Steve Puma | Tuesday December 1st, 2009 | 4 Comments

C4CCsqr.jpgPrior to the crash of the housing bubble and the collapse of financial markets, many different types of companies we involved in creating new and interesting ways to separate Americans (“consumers”) from their hard-earned money, especially those companies involved in consumer finance. From cell phone carriers to banks, high interest rates and hidden fees were the name of the game, leaving customers too confused to sort it all out, with many simply giving up and paying whatever they were charged.

The worst offenders, credit card companies and banks, have recently found themselves on the wrong end of legislation, the CARD Act of 2009, is intended to put a stop to some of the worst practices, such as excessive interest rate increases and unfair fee traps. True to form, this has not stopped the credit card companies from attempting to extract as much money from their customers as possible.
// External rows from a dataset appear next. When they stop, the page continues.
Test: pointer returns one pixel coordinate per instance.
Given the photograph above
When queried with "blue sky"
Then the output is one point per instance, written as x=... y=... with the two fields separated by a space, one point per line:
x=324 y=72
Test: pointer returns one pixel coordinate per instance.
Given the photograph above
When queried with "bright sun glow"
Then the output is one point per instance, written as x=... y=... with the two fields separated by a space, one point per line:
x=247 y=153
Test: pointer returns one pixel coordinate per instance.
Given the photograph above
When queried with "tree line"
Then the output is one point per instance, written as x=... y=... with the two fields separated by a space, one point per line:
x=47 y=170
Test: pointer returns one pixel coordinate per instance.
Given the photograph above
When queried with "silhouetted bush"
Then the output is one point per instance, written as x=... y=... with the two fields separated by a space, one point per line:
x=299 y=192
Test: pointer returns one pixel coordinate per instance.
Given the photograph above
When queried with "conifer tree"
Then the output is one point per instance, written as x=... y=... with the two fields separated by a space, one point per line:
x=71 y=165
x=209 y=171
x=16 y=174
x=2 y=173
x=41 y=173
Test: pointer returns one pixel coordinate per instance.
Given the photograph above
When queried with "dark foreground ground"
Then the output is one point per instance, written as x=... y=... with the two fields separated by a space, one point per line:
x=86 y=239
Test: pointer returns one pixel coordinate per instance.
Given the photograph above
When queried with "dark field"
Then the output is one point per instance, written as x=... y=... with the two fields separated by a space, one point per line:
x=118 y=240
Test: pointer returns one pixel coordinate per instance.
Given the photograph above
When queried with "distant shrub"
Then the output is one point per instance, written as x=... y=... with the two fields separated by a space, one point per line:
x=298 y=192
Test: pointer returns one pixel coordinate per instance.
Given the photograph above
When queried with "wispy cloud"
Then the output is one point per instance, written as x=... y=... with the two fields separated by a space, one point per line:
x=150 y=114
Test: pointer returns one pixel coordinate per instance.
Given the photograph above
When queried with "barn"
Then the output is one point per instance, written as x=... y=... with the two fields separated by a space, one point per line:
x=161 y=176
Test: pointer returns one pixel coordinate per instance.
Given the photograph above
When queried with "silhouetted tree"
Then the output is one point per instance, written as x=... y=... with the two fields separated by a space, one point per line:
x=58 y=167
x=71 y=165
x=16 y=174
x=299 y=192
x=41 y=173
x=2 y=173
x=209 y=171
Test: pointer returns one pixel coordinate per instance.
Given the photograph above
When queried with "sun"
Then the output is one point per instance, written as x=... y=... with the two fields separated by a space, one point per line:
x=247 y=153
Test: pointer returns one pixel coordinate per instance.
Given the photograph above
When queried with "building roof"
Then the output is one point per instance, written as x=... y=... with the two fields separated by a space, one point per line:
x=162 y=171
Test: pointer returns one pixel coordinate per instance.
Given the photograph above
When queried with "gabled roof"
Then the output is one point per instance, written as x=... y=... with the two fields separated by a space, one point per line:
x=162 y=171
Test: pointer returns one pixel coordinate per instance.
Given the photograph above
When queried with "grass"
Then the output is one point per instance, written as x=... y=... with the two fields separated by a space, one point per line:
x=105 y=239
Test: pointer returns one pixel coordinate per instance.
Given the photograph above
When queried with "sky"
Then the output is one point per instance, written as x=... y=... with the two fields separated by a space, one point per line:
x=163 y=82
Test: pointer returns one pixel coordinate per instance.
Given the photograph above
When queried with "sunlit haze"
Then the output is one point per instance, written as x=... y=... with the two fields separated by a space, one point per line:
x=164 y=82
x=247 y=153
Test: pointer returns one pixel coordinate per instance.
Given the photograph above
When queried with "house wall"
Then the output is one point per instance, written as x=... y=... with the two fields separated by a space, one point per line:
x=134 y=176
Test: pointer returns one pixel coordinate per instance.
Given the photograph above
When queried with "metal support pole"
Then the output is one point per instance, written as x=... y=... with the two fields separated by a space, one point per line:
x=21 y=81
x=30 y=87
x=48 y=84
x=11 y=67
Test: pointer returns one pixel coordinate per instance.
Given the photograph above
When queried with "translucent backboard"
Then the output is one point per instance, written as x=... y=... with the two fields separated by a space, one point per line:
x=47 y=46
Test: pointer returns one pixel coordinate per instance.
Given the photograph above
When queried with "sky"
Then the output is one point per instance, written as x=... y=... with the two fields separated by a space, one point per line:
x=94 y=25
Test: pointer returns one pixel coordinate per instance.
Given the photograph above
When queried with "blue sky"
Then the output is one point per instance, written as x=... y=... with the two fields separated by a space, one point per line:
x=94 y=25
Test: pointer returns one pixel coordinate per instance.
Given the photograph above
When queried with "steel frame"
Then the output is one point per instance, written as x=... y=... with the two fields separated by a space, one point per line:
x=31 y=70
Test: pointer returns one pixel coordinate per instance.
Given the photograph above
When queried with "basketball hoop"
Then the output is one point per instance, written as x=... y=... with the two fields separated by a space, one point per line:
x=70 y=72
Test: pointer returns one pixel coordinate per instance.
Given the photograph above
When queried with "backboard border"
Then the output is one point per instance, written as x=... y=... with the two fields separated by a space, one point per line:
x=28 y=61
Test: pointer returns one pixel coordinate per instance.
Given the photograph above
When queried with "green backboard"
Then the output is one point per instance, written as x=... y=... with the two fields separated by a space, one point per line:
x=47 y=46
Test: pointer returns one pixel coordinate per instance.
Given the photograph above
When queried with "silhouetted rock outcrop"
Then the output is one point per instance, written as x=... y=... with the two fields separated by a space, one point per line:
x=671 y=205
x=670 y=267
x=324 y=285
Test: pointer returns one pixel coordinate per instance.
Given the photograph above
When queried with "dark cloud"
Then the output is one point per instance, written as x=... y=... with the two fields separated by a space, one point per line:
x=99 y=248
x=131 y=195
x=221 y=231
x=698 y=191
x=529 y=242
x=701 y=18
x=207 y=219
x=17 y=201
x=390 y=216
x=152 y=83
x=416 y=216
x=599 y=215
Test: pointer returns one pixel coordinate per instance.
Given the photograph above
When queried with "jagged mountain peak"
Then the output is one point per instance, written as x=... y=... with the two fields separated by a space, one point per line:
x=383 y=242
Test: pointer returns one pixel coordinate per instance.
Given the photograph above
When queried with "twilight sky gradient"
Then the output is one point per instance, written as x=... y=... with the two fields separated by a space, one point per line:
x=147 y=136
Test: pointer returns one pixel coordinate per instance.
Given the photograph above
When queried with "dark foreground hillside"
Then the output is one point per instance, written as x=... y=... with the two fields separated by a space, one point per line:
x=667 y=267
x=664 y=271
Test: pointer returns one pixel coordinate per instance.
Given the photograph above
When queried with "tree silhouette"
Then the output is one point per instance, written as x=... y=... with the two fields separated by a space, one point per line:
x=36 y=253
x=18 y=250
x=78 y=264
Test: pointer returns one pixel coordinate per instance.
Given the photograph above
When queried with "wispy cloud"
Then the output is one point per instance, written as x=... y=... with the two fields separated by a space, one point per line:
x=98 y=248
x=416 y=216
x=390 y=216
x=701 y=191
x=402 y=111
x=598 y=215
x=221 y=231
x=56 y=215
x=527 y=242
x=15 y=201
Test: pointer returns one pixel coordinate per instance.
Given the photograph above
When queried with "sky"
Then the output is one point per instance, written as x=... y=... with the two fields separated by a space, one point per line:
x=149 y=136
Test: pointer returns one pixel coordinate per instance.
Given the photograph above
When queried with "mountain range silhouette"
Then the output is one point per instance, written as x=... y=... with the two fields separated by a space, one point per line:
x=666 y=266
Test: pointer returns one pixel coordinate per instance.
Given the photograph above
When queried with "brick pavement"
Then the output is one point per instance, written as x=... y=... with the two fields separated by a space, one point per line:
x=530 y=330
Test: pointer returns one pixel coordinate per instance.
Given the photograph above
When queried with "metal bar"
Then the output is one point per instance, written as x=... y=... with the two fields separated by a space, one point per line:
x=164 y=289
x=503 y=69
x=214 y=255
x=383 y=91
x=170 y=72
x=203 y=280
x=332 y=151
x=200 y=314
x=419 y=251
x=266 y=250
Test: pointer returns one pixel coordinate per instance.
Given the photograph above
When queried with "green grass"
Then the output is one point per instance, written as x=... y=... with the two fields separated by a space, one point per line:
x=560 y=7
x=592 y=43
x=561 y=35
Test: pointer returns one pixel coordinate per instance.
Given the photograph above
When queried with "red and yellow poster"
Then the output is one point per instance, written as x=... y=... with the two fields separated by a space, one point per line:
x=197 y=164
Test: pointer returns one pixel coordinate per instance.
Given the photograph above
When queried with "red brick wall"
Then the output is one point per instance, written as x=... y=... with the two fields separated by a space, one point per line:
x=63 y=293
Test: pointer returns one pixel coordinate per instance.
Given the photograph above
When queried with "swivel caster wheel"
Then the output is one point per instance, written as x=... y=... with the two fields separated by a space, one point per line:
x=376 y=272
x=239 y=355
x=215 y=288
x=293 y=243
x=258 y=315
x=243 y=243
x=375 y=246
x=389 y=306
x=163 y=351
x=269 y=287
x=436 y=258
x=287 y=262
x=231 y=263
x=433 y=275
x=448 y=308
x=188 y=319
According to Consumers for Competitive Choice, “…rather than react responsibly, the credit card industry has flouted the will of Congress and the Administration by moving quickly to raise rates, increase fees, and reduce available credit before the law takes effect next year.” In a completely new tactic, the credit card companies have decided to shift their focus to credit card transaction fees, an area that Congress has not yet addressed, and something that Consumers for Competitive Choice representatives feel we should all be very concerned about.

Headquartered in Indianapolis, Ind., Consumers for Competitive Choice, (C4CC) is a national alliance of consumer advocacy groups and private citizens who are committed to promoting maximum choice for consumers in communications, energy, health care and financial services. The organization has spun off a new project, called the Credit Card Con, to bring attention to the issue of credit card interchange fees. Last week, the company held a teleconference to bring attention to the recently released report by the General Accounting Office (GAO) on the matter.